Although the embodiments of the present invention have been described above, the present invention is not limited thereto and can be further modified. For example, in the embodiment, the separate power supply 23 is configured separately from the DC power supply 1 in order to prevent fluctuations in the reset voltage, but a common power supply system may be used.

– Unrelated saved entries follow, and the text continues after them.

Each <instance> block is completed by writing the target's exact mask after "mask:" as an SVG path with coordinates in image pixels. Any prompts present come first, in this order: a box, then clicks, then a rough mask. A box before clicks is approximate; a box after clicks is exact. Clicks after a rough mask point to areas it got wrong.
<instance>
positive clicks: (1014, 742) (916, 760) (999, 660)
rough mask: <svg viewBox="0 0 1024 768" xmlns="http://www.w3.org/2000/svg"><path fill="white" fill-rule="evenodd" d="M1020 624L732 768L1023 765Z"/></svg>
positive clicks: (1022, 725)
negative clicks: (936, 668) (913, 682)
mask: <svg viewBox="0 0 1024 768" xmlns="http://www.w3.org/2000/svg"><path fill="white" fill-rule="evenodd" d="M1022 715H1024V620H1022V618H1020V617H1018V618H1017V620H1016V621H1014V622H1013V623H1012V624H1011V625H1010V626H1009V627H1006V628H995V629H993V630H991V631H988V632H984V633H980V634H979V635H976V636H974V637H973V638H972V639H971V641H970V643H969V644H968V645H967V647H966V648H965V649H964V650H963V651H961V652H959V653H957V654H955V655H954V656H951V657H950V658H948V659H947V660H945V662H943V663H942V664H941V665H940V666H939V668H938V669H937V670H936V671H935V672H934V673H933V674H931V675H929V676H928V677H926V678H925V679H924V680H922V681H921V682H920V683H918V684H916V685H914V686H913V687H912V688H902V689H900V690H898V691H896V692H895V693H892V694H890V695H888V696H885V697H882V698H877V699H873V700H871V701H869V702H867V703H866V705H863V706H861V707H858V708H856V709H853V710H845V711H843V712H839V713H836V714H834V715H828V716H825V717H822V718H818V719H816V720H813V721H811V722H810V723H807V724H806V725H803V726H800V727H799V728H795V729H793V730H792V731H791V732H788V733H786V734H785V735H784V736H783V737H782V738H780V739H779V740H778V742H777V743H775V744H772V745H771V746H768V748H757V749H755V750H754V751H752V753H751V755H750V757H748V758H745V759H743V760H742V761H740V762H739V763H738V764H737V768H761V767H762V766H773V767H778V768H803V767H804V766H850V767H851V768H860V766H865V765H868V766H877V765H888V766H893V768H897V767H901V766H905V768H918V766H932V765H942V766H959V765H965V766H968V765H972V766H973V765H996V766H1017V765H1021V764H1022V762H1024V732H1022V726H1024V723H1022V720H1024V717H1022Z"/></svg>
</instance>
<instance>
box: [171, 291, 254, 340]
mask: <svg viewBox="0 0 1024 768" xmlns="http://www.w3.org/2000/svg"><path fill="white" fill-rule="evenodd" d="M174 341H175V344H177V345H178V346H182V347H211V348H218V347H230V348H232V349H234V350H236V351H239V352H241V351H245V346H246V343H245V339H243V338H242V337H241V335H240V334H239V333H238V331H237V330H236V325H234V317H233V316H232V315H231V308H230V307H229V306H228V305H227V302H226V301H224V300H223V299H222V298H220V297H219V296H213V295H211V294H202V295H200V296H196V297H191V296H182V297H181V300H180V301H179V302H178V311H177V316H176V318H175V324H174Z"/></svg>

Further, in order to keep the reset voltage constant, the charging power supply circuit 22 may include a voltage regulating circuit.
Further, a control circuit 1 that drives and controls the transistor 4
3 is a separately excited system, but the voltage of the transformer 2 may be fed back to the base of the transistor 4 to drive the transistor 4 using a self-exciting system.

[Brief explanation of the drawing]

FIG. 1 is a circuit diagram showing a conventional DC converter, FIG. 2 is a waveform diagram showing the states of each part in FIG. 1, and FIG. 3 is a circuit diagram showing a DC converter according to an embodiment of the present invention. FIG. 4 is a waveform diagram showing the state of each part in FIG. 3. In the symbols used in the drawings, 1 is a DC power supply, 2 is a transformer, 3 is a primary winding, 4 is a transistor, 5 is a secondary winding, 7 is a rectifier circuit, 12 is a load, and 13 is a control circuit, 19 is a rectifier diode,
20 is a resistor, 21 is a capacitor, and 22 is a charging power supply circuit.

Claims (1)

[Claims for Utility Model Registration] A transformer comprising: a transformer having a primary winding and a secondary winding; a switching element connected in series to the primary winding; and the primary winding and the switching element. a DC power source that supplies power to a series circuit; a switching control circuit that controls on/off of the switching element; a resistor connected in parallel to the primary winding via a rectifier diode; and a spike voltage connected in parallel to the resistor. A conversion device comprising: a removal capacitor; and a capacitor charging circuit connected to the capacitor for charging the capacitor to a voltage approximately equal to the reset voltage required at full load.